Voici donc que l’arrêt commenté ajoute sa pierre à l’édifice jurisprudentiel qui, décision après décision, afine progressivement la notion d’exclusivité au sens de l’article L.330-3 du code de commerce. Signalons d’ailleurs que cette notion vient tout juste de faire l’objet d’un regain d’intérêt depuis l’entrée en vigueur, le 7 mai 2017, du décret n°2017-773 du 4 mai 2017 relatif à l’instance de dialogue social mise en place dans les réseaux d’exploitants d’au moins trois cents salariés en France liés par un contrat de franchise. Selon l’article 64 de la loi Travail, l’instance de dialogue social s’applique aux contrats de franchise mentionnés à l’article L.330-3 du code de commerce ; cette précision laisse supposer que seuls les contrats de franchise faisant l’objet d’une exclusivité ou d’une quasi-exclusivité au sens de l’article L.330-3 précité entreront dans le champ d’application du dispositif relatif à l’instance de dialogue social (v. sur l’ensemble de la question, F.-L. Simon, L’instance de dialogue social dans les réseaux de franchise, Petites Affiches – 11 et 12 juillet 2017 : Cliquez ICI).

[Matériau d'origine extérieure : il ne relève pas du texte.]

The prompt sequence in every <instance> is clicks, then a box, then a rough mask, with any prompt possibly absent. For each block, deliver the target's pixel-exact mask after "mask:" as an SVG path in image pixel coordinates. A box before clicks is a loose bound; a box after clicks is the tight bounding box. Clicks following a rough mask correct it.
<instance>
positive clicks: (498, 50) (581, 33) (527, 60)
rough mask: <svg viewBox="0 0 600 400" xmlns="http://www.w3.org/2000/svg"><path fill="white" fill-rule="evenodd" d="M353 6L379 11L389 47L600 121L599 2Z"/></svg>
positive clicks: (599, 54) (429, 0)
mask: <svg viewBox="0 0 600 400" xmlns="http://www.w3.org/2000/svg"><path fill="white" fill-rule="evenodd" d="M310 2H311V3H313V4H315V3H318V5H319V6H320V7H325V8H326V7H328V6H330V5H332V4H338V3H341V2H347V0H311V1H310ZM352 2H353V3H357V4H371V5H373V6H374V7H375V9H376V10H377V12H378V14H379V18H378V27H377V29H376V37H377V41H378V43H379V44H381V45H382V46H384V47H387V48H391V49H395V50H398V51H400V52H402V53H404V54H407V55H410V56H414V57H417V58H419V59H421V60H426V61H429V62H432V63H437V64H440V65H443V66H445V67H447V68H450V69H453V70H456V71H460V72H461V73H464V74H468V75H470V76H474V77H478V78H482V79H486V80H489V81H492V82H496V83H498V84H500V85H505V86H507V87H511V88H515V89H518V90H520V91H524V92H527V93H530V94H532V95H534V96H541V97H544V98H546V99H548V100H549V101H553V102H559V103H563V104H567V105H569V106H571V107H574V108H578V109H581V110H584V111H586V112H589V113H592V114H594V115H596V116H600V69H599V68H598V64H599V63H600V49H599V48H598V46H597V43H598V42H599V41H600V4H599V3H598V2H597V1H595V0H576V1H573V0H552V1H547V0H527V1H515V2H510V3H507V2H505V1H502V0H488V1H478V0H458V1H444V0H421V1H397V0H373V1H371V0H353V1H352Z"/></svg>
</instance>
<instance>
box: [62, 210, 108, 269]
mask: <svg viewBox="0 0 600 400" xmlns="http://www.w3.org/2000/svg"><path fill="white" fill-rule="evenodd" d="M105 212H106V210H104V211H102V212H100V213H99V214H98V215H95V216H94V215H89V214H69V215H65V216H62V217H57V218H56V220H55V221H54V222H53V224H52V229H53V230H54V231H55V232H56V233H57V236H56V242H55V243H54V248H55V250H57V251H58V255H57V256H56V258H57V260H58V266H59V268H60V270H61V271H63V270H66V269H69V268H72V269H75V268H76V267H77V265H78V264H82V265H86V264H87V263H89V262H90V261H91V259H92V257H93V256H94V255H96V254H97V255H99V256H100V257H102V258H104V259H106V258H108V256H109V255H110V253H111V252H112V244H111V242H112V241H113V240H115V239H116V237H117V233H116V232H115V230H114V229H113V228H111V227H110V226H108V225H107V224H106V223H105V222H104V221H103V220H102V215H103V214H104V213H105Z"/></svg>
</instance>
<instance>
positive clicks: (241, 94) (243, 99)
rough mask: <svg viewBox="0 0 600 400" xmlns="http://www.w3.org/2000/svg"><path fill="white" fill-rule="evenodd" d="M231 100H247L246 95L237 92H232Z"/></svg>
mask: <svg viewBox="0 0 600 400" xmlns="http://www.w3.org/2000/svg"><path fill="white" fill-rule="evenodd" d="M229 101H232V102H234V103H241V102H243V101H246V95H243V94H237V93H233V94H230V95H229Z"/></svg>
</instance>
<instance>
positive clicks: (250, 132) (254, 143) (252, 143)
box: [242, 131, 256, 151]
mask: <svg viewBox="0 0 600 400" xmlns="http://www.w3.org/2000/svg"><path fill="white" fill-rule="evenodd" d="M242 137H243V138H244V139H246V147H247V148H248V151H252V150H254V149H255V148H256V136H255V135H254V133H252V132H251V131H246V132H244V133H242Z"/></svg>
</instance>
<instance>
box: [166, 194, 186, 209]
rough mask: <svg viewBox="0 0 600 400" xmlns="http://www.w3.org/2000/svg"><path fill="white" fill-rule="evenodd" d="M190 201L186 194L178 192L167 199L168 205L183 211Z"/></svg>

La Cour d’appel de Paris souligne enfin qu’il appartenait encore au master concessionnaire de rapporter la preuve de ce que, par l’absence de remise d’un tel DIP, son consentement avait été vicié. En l’espèce, la Cour d’appel de Paris considère que cette preuve n’est pas rapportée et déboute en conséquence le master concessionnaire de ces demandes.